In terms of trading and refining economics, refiners strive to find the perfect balance between spot and term purchases, as well as sweet and sour crude intake, according to feedstock managers at two South Korean refiners, indicating that there's scope for more active US crude purchases as the Brent-Dubai EFS remains narrow, while Middle Eastern sour crude OSPs remain rather expensive.
Platts, part of S&P Global, assessed the EFS spread at minus 2 cents/b Nov. 20.
Major South Korean refiners are planning to lift their average run rates in Q4 and early 2024 as margins are expected to hold at healthy levels.
Regional refining margins are projected to remain solid thanks to winter seasonal demand increase, low global inventories and limited supply outlook, an official at S-Oil Corp. said.
South Korea's fourth largest refiner Hyundai Oilbank indicated that gasoline cracks are expected to turn strong in the first half of next year driven by stockpiling demand, while middle distillate cracks are forecast to stay strong on the back of reduced Russian supply and strong jet fuel demand amid stellar increase in international passenger flights.
The country's top refiner SK Innovation also indicated recently that it may slowly raise crude throughput in Q4 as refining, sales and export margins are forecast to stay strong.

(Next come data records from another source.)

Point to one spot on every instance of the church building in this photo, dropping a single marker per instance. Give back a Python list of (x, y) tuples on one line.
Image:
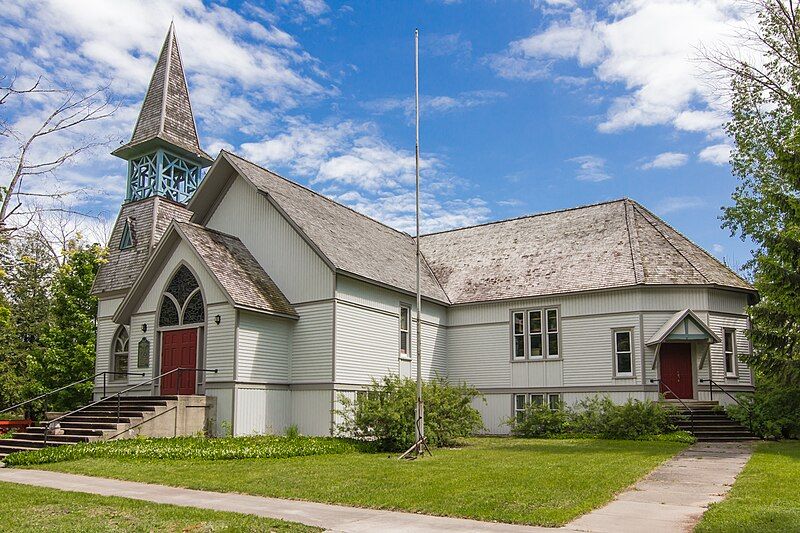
[(288, 299)]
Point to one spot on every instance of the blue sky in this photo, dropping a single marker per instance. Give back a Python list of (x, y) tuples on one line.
[(527, 106)]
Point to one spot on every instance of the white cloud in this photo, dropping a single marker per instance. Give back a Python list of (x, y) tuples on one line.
[(717, 154), (666, 160), (590, 168), (435, 104), (649, 48), (671, 204)]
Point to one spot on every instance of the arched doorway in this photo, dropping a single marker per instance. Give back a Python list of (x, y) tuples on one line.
[(180, 318)]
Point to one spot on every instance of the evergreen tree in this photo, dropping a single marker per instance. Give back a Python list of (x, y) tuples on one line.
[(765, 128)]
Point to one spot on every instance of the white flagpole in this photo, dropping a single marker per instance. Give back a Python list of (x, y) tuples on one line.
[(420, 411)]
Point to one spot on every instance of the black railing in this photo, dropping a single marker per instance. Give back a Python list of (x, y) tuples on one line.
[(52, 423), (712, 384), (73, 384), (685, 406)]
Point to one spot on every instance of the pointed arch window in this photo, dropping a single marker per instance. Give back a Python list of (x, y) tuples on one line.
[(182, 303), (119, 353), (128, 239)]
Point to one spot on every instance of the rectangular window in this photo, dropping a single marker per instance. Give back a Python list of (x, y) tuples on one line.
[(535, 333), (729, 347), (552, 333), (623, 353), (519, 335), (519, 406), (554, 401), (405, 331)]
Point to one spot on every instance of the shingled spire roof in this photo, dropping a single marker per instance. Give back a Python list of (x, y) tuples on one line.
[(166, 117)]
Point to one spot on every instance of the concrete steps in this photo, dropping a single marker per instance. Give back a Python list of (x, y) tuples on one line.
[(711, 423)]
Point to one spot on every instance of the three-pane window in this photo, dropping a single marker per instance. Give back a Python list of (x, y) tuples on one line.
[(405, 331), (729, 348), (623, 353), (534, 334)]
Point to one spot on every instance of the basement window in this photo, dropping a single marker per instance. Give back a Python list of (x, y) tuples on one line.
[(405, 332), (535, 334), (729, 349)]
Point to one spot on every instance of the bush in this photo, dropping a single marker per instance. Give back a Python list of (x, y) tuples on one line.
[(596, 416), (260, 447), (775, 410), (385, 412), (538, 420)]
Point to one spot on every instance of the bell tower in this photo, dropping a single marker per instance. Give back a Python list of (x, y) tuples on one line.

Asian crack spreads improved significantly since Q2 and margins should hold at reasonably healthy levels heading into peak winter season, with stockpiling requirements, improvement in Chinese demand, year-end holidays and winter power consumption expected to support the gasoil and jet fuel/kerosene complex, S&P Global reported previously, citing middle distillate marketers based in Seoul and Singapore.
KNOC is expected to release detailed oil trade data for October, including shipments from other major crude suppliers, import costs and stockpiles, after Nov. 27.